The latest version of TPerlRegEx includes PCRE 7.7, with Unicode support enabled. To actually use the Unicode features, you’ll need Delphi 2009. In PerlRegEx.pas, you’ll see the following near the top of the unit:

{$IFDEF UNICODE}
type
  PCREString = UTF8String;
{$ELSE}
type
  PCREString = AnsiString;
{$ENDIF}

The UNICODE directive is defined by default in Delphi 2009, but not in Delphi 2007 or earlier. If you’re using Delphi 2007 or before, TPerlRegEx will work with AnsiString, which has been the default string type since Delphi 2.

When you migrate your application to Delphi 2009, the default string type becomes UnicodeString. PCRE does not support UTF-16. It only supports 8-bit strings (i.e. one byte per character), and UTF-8. Hence my decision to make TPerlRegEx use the new and improved UTF8String in Delphi 2009.

When you assign a varable declared as “string”, which really is UnicodeString in Delphi 2009, to a property such as TPerlRegEx.Subject, then the Delphi 2009 compiler will automatically do the UTF-16 to UTF-8 conversion for you. When you assign a property such as TPerlRegEx.MatchedExpression to a string variable, the UTF-8 to UTF-16 conversion is also automatic. The net result is that when you use TPerlRegEx and you upgrade from Delphi 2007 to Delphi 2009, your regular expressions automatically become Unicode-enabled.

The only caveat lies in position properties such as MatchedExpressionOffset and MatchedExpressionLength. These indicate byte positions in the UTF-8 strings that TPerlRegEx deals with. To make your code work correctly in Delphi 2009, use those positions with the TPerlRegEx.Subject property (which uses UTF-8) instead of your original string variable (which uses UTF-16 in Delphi 2009).

Note that in Delphi 2007, there’s no difference between UTF8String and AnsiString. Manually defining the UNICODE directive in Delphi 2007 will not make TPerlRegEx support Unicode. You’d have to add explicit calls to UTF8Encode and UTF8Decode to do the conversions.

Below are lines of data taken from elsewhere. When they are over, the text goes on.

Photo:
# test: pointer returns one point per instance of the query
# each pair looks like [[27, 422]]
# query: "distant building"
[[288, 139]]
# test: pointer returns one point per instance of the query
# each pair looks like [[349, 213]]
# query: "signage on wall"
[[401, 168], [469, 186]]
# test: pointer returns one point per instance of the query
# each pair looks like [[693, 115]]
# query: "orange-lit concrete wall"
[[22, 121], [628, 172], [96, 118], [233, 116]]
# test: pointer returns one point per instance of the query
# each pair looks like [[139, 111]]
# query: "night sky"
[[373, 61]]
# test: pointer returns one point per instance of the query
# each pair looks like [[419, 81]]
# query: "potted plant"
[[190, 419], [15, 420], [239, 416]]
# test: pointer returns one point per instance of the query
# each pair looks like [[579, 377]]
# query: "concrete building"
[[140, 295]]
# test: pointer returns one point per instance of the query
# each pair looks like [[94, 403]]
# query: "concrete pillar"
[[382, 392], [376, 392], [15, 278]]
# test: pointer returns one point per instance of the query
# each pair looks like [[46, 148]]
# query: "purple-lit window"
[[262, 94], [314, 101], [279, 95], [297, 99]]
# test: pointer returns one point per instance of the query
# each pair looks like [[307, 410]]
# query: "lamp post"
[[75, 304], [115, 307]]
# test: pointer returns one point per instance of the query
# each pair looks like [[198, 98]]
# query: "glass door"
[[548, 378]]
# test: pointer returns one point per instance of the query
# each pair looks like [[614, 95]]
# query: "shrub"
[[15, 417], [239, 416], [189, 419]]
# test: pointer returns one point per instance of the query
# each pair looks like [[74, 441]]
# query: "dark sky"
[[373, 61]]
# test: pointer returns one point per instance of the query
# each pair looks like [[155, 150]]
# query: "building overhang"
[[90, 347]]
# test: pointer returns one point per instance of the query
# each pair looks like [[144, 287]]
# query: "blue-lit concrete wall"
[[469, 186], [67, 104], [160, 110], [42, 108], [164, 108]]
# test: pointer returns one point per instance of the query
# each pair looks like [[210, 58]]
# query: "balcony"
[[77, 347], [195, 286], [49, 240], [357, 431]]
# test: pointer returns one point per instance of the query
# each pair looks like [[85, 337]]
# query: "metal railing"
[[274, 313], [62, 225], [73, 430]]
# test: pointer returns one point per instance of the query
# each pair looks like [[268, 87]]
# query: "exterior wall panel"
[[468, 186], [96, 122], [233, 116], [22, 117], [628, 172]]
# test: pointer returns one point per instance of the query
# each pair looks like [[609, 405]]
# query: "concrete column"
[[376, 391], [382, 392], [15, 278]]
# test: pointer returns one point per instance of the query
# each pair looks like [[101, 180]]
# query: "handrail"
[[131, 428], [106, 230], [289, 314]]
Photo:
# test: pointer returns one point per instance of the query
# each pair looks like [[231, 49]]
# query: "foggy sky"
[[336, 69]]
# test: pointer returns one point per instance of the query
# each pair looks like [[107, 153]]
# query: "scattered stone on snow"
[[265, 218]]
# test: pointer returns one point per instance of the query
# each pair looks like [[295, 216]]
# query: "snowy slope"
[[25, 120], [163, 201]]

All in all, porting TPerlRegEx from Delphi 2007 to 2009 was very easy. Changing the string declaration from AnsiString to UTF8String, and passing the PCRE_UTF8 flag to the pcre_compile function is all it really took. I wasted much more time upgrading the OBJ files from PCRE 4.5 to 7.7, which I ended up borrowing from the JCL project.

Download TPerlRegEx. Source is included under the MPL 1.1 license.